Solved – Prediction with randomForest (R) when some inputs have missing values (NA)

missing datapredictionrrandom forest

I have a fine randomForest classification model which I would like to use in an application that predicts the class of a new case. The new case has inevitably missing values. Predict won't work as such for NAs. How should I do this then?

data(iris)
# create first the new case with missing values
na.row<-45
na.col<-c(3,5)
case.na<-iris[na.row,]
case.na[,na.col]<-NA

iris.rf <- randomForest(Species ~ ., data=iris[-na.row,])
# print(iris.rf)

myrf.pred <- predict(iris.rf, case.na[-5], type="response")
myrf.pred
[1] <NA>

I tried missForest. I combined the original data and the new case, shaked it with missForest, and got imputed values for NAs in my new case. Too heavy computing though.

data.imp <- missForest(data.with.na)

But there must be a way to use rf-model to predict a new case with missing values, right?

Best Answer

You have no choice but to impute the values or to change models. A good choice could be aregImpute in the Hmisc package. I think its less heavy than rfimpute which is what is detaining you, first package example (there are others):

# Check that aregImpute can almost exactly estimate missing values when
# there is a perfect nonlinear relationship between two variables
# Fit restricted cubic splines with 4 knots for x1 and x2, linear for x3
set.seed(3)
x1 <- rnorm(200)
x2 <- x1^2
x3 <- runif(200)
m <- 30
x2[1:m] <- NA
a <- aregImpute(~x1+x2+I(x3), n.impute=5, nk=4, match='closest')
a
matplot(x1[1:m]^2, a$imputed$x2)
abline(a=0, b=1, lty=2)

x1[1:m]^2
a$imputed$x2

# Multiple imputation and estimation of variances and covariances of
# regression coefficient estimates accounting for imputation
# Example 1: large sample size, much missing data, no overlap in
# NAs across variables
x1 <- factor(sample(c('a','b','c'),1000,TRUE))
x2 <- (x1=='b') + 3*(x1=='c') + rnorm(1000,0,2)
x3 <- rnorm(1000)
y  <- x2 + 1*(x1=='c') + .2*x3 + rnorm(1000,0,2)
orig.x1 <- x1[1:250]
orig.x2 <- x2[251:350]
x1[1:250] <- NA
x2[251:350] <- NA
d <- data.frame(x1,x2,x3,y)
# Find value of nk that yields best validating imputation models
# tlinear=FALSE means to not force the target variable to be linear
f <- aregImpute(~y + x1 + x2 + x3, nk=c(0,3:5), tlinear=FALSE,
                data=d, B=10) # normally B=75
f
# Try forcing target variable (x1, then x2) to be linear while allowing
# predictors to be nonlinear (could also say tlinear=TRUE)
f <- aregImpute(~y + x1 + x2 + x3, nk=c(0,3:5), data=d, B=10)
f

# Use 100 imputations to better check against individual true values
f <- aregImpute(~y + x1 + x2 + x3, n.impute=100, data=d)
f
par(mfrow=c(2,1))
plot(f)
modecat <- function(u) {
 tab <- table(u)
 as.numeric(names(tab)[tab==max(tab)][1])
}
table(orig.x1,apply(f$imputed$x1, 1, modecat))
par(mfrow=c(1,1))
plot(orig.x2, apply(f$imputed$x2, 1, mean))
fmi <- fit.mult.impute(y ~ x1 + x2 + x3, lm, f, 
                       data=d)
sqrt(diag(vcov(fmi)))
fcc <- lm(y ~ x1 + x2 + x3)
summary(fcc)   # SEs are larger than from mult. imputation

You mention that you have many new observations that have missing values on the independant variables. Even though you have many cases like this, if for each new observation there is only missings in one or two of its variables and your amount of variables is not tiny maybe just filling the holes up with a median or average (are they continuous?) could work.

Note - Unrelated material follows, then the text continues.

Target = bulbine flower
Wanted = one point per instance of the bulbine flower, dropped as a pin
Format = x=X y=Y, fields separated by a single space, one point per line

Another thing that could be interesting is to do a minor variable importance analysis. The random forest R implementation calculates two importance measures and respective plots:

varImpPlot(yourRandomForestModel) # yourRandomForestModel must have the argument importance=TRUE 

And you can play around with just including "important" variables in the model training, till the prediction accuracy isn't all that affected in comparison to the "full model". Maybe you keep variables with a low number of missings. It could help you reduce the size of your problem.